The town of Paint Rock, Alabama held a regularly scheduled town council meeting on Tuesday evening, June 26. This was the town’s second council meeting since reports surfaced of proposed meeting guidelines that attempted to shut out the press and non-residents.
At this meeting, attorney Stephen Kennamer took a seat at the table with council members at Paint Rock Town Hall. Kennamer specializes in municipal law, and also currently represents the city of Scottsboro.
The small community of approximately 200 garnered state and national attention in early June when the Sentinel reported that proposed meeting guidelines for the town would restrict visitors not residing or owning property in the town limits as well as news media from attendance, barring prior approval by a majority of the council.
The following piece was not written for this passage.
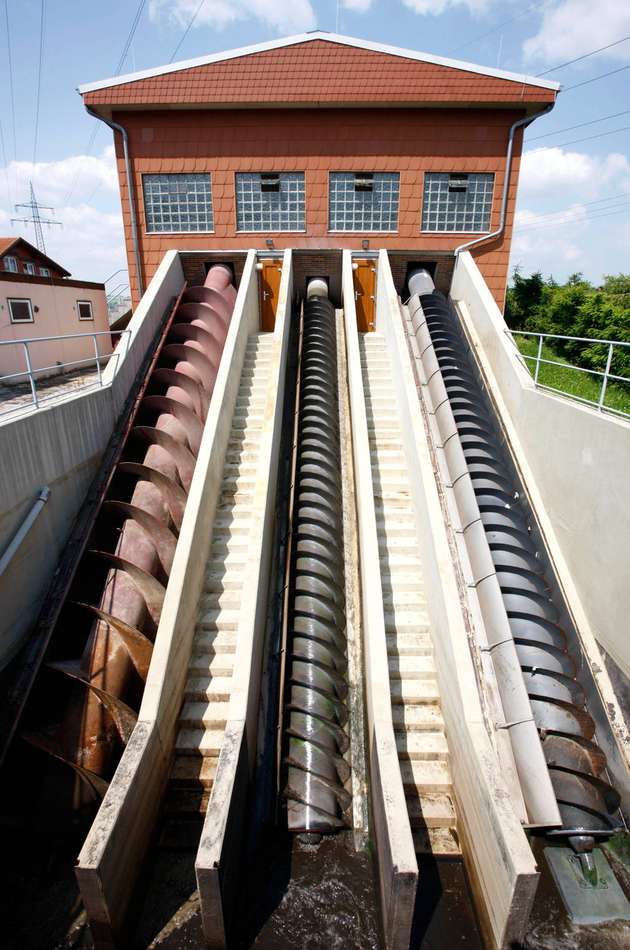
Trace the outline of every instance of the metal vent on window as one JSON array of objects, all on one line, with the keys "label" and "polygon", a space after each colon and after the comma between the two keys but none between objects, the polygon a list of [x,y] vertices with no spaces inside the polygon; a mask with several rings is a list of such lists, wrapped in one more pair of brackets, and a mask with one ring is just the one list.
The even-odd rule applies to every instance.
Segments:
[{"label": "metal vent on window", "polygon": [[468,191],[468,175],[449,175],[448,190],[451,192]]},{"label": "metal vent on window", "polygon": [[357,172],[354,176],[355,191],[373,191],[374,175],[372,172]]},{"label": "metal vent on window", "polygon": [[260,174],[261,191],[280,191],[280,175],[275,172],[261,172]]}]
At the town’s meeting on Tuesday, June 12, Mayor Brenda Fisk explained that the guidelines were presented for consideration to the council, but never passed or enacted.
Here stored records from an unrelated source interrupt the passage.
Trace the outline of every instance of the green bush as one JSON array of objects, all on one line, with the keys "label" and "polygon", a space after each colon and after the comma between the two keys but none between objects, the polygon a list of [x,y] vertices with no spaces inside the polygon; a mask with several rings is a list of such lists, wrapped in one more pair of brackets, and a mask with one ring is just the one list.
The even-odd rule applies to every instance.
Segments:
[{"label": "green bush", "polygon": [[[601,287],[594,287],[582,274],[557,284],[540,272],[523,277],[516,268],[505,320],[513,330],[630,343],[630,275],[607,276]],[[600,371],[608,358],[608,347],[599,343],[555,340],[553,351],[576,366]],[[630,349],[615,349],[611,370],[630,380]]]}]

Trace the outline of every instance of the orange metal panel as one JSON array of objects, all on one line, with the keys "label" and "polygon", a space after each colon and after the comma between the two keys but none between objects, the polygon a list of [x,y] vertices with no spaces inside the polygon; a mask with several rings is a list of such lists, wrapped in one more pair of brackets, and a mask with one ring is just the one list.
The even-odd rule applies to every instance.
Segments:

“This is something the council had not voted on, has not voted on today, and will not vote on in the future,” she said. “We want to continue with the code of conduct that we are under, those items are not part of a process or our government.”
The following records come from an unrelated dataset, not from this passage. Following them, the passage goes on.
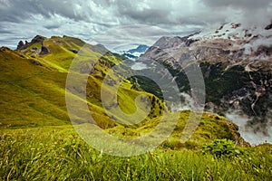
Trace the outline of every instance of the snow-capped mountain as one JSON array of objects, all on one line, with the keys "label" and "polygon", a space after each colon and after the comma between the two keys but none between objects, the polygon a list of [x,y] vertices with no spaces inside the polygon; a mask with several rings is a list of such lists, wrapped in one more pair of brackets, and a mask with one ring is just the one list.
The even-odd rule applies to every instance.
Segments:
[{"label": "snow-capped mountain", "polygon": [[272,22],[264,27],[225,24],[186,37],[161,37],[138,62],[149,60],[167,67],[180,91],[189,95],[183,68],[197,62],[205,81],[206,110],[228,115],[250,143],[272,143]]}]

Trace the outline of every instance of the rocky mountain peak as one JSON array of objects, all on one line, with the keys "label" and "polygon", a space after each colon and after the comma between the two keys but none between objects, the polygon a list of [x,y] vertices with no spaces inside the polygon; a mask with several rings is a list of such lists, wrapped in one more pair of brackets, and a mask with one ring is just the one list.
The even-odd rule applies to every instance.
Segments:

Fisk said she had proposed the guidelines in January, as a result of the media frenzy that ensued when Paint Rock moved to shutter their small Police Department in 2013 under then-mayor Jane Nevels.
Tuesday’s meeting involved discussion around code enforcement, and violations of city ordinances as it pertains to property upkeep. Much of the discussion was held informally, outside the parameters of the Roberts Rules of Order which are standard agenda and operating procedures for municipalities.
As the meeting drew to a close, Kennamer asked for an opportunity to address the mayor and council.
“May I address you and the council now?” he asked as Mayor Fisk was about to set the date for the council’s next meeting.
“The town has gotten a little bit of a black eye recently,” said Kennamer. “The town needs to think about establishing a couple of guidelines. One of them is to come up with a master ordinance establishing procedures for meetings.”
Kennamer also suggested an audit of the city’s financial records.
“Me, anytime I hear of something new or start something new, I want an audit,” he said. “There is a way to get one from the State Board of Examiners. I think that might be a good place to start… We need to try to have all of our records and all of our ordinances lined up. That’s the place to start.”
Kennamer went on to describe procedural requirements for cities and towns of different sizes in the state of Alabama. He explained that the public and the media are entitled to be at meetings of the town’s leadership, and further discussed the responsibility of the presiding officer to keep order during the meeting.
“Transparency is a good thing in government,” he said.
Paint Rock’s town council meets on the second and fourth Tuesdays of the month, beginning at 6 p.m. at Paint Rock Town Hall.